= La víbora de la mar =

Traditional Mexican singing game

LA VÍBORA DE LA MAR (lit. The sea snake) is a traditional singing game originating in Mexico. Participants hold hands creating the “snake” and they run around the playground. It is a popular children's game in Mexico and Latin America, and also in Spain where it is known as "pasemisín". This game has become a tradition at Mexican weddings. The bride and groom stand up high on chairs and are encircled and held by family members representing the family union and support towards them. Meanwhile, other participants will form the “snake” and dance and bump against them, trying to knock them off the chairs, representing all the obstacles and problems that may try to bring them down. Family and friends try to keep the couple standing on their chairs, symbolizing that they will keep the couple together and support them through adversity.

==The game==

Children form a line holding each other's waist or clothing, and two other children raise their arms together to form an arch. Of the two children forming the arch, one of them is "Melón" (Honeydew or Cantaloupe) the other is "Sandía." (Watermelon)

The children begin to sing the song, as the "snake" begins to run (without separating) passing repeatedly under the arch. The lyrics of the song are such that the last of the word of each stanza can be repeated at will, and the children might decide to bring the arch down to "capture" someone. The fun in the game is not knowing when the arch will fall, "capturing" one of the children.

The children who form the arch then ask: "With whom will you stay? Melón or Sandía?" The captured child must then queue up next to the "fruit" of his choice, thereby forming another arch through which the line must pass.

Once all children that formed the original line are divided between "melón" and "sandía", the resulting queues must compete in a game of tug of war.

==The Verses==

The words to the song are:

Spanish:

"A la víbora, víbora

de la mar, de la mar

por aquí pueden pasar.

Los de adelante corren mucho

y los de atrás se quedarán

tras, tras, tras, tras.

Una mexicana que fruta vendía

ciruela, chabacano, melón o sandía.

Verbena, verbena, jardín de matatena.

Verbena, verbena, la virgen de la cueva.

Campanita de oro déjame pasar,

Con todos mis hijos menos el de atrás

Tras, tras, tras, tras.

Será melón, será sandía

será la vieja del otro día

día, día, día, día.

El puente está quebrado,

que lo manden componer

Con cáscaras de huevo

y pedazos de oropel

pel, pel, pel, pel."

English Translation:

 "To the snake, the snake

 Of the sea, of the sea

 All of you can pass through here,

 Those up front run quickly

 Those at back are left behind

 'hind, 'hind, 'hind, 'hind.

 One Mexican (woman), who sold fruits

 Plums, apricots, cantaloupes or watermelons

 Verbena, verbena, garden of jacks

 Verbena, verbena, the virgin of the cave

 Little golden bell, let me pass

 With all my children, except the one that's last

 Last, last, last, last.

 Will it be cantaloupe?

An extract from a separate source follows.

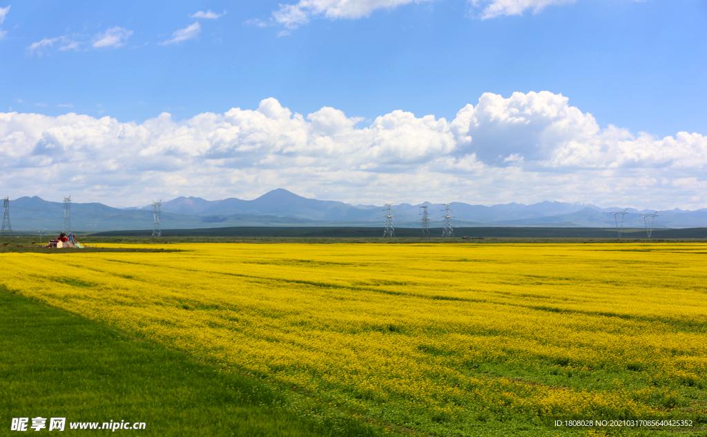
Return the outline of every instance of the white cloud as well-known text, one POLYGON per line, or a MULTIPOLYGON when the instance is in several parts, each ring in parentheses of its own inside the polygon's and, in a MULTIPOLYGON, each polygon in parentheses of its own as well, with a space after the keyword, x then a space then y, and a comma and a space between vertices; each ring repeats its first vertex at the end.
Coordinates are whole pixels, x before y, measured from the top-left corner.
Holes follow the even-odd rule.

Will it be watermelon?

 Will it be the old lady we saw the other day?

 Day, day, day, day.

 The bridge is broken

 Send someone to have it fixed

 With broken bits of eggshells

 And pieces of aluminum foil

 Foil, foil, foil, foil".

==Variations==

In Mexico, it has become quite popular to play this game at weddings. In this variation, single men and women are often divided, the groom and bride standing on chairs to form the arch under which everyone passes. (The groom often uses the veil or train of the bride's dress). In this case, the song is not sung, and the rhythm of music is followed, which gets faster and faster, the participants struggling to keep the "snake" together, while running through tables, chairs and the couple. At the end of the game, depending on the sex of the participants, the bride throws from her chair the wedding bouquet, and the groom the garter. The bouquet used to be a symbol of happiness, but in today's practice the single woman who catches the bouquet is believed to be the next to marry. Same goes to the single man who catches the garter. In some instances, it is said that they will marry each other.

In Spain the game is known as "pasemisí".

==Similar games in other traditions==
Similar games such as these exist in other traditions as well. This game can be likened to "London Bridge is Falling Down" in English-speaking countries, and a similar game in Japan exists, played to a song called Toryanse.